Boeing has been ordered by the Federal Aviation Administration to renew its 777X and MAX 10 pilot manuals to include further emergency protocol information.
The US planemaker is required to include details and checklists the crew must follow in the Airplane Flight Manual to avoid a fatal crash, according to The Seattle Times.
The FAA informed the head of the internal Boeing organisation that deals with aircraft certification, Tom Galantowicz, of this new requirement on 12 July.
Boeing has been continuously under the watchdog’s sights since the 737 MAX was recertified to fly again last November after the two-year groundings following two crashes killing 346 passengers.
The letter specified the additional details need to format how the emergency pilot procedures relate to other key certification documents that identify potential failures.
The documents include the Functional Hazard Analysis, which is the first step in a safety assessment process on new aircraft, and the System Safety Assessment.

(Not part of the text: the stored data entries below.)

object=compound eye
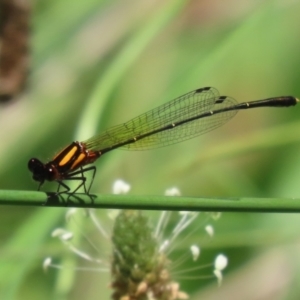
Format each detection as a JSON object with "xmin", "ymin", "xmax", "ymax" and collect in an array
[
  {"xmin": 28, "ymin": 158, "xmax": 47, "ymax": 183},
  {"xmin": 28, "ymin": 158, "xmax": 44, "ymax": 172}
]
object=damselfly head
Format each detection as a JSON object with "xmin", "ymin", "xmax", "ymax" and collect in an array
[{"xmin": 28, "ymin": 158, "xmax": 48, "ymax": 183}]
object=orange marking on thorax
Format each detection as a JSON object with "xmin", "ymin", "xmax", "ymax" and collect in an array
[
  {"xmin": 59, "ymin": 146, "xmax": 78, "ymax": 166},
  {"xmin": 70, "ymin": 152, "xmax": 87, "ymax": 170}
]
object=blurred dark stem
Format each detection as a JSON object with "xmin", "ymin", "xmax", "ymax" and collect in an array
[{"xmin": 0, "ymin": 0, "xmax": 30, "ymax": 103}]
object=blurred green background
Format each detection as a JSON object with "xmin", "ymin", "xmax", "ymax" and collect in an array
[{"xmin": 1, "ymin": 0, "xmax": 300, "ymax": 299}]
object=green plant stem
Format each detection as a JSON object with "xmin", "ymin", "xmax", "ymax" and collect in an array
[{"xmin": 1, "ymin": 190, "xmax": 300, "ymax": 212}]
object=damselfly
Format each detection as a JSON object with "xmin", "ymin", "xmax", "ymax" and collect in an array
[{"xmin": 28, "ymin": 87, "xmax": 298, "ymax": 194}]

“They are making sure the pilots understand the criticality of the procedures,” said an anonymous FAA safety engineer. “That makes perfect sense.”
For a long time, manuals were required to include the most concise details.
Citing a 2019 report by the Joint Authorities Technical Review (JATR) in the letter, Boeing and other aerospace companies developed separate manuals for different operations.
These included separate checklists for cockpit protocols, system descriptions and any other detailed procedure.
However, other airlines and companies would develop variations of the manuals, so only the Airplane Flight Manual was mandatory.
In 2012, the FAA said because of these differing orders from airlines, the manual would only be required to detail the most concise amount of material possible.
However, JATR said this was “contradictory” and would have led Boeing to minimise its procedures detailed in the manual.
The FAA said this is no longer acceptable and modifications will need denser material to avoid risk.
In a statement, Boeing said, “We are committed to continue to work with the FAA to meet all certification requirements.”
The planemaker does not see the new requirements delaying certifications as the jets have been warned both will not be ready until 2023.
Boeing’s upcoming 777X will likely not receive its certification until then due to the lack of data and a preliminary safety assessment.
The FAA did not provide details but said it “will not approve any aircraft unless it meets our safety and certification standards”.
Boeing has faced a slew of FAA directives as the regulator cracks down on additional safety precautions.
In July, the regulator issued a safety directive for all 737 jets to be re-inspected over potential cabin altitude pressure switch failures.
The airworthiness directive requires additional inspections on the switches, following an incident reported last September where an unnamed operator said both failed tests on three 737 models.
In June, the FAA mandated additional safety inspections once any 737 had reached 6,000 flight hours.
The directive was to identify any issues with its flight control system, MCAS, which was deemed the cause of the crashes in Indonesia and Ethiopia.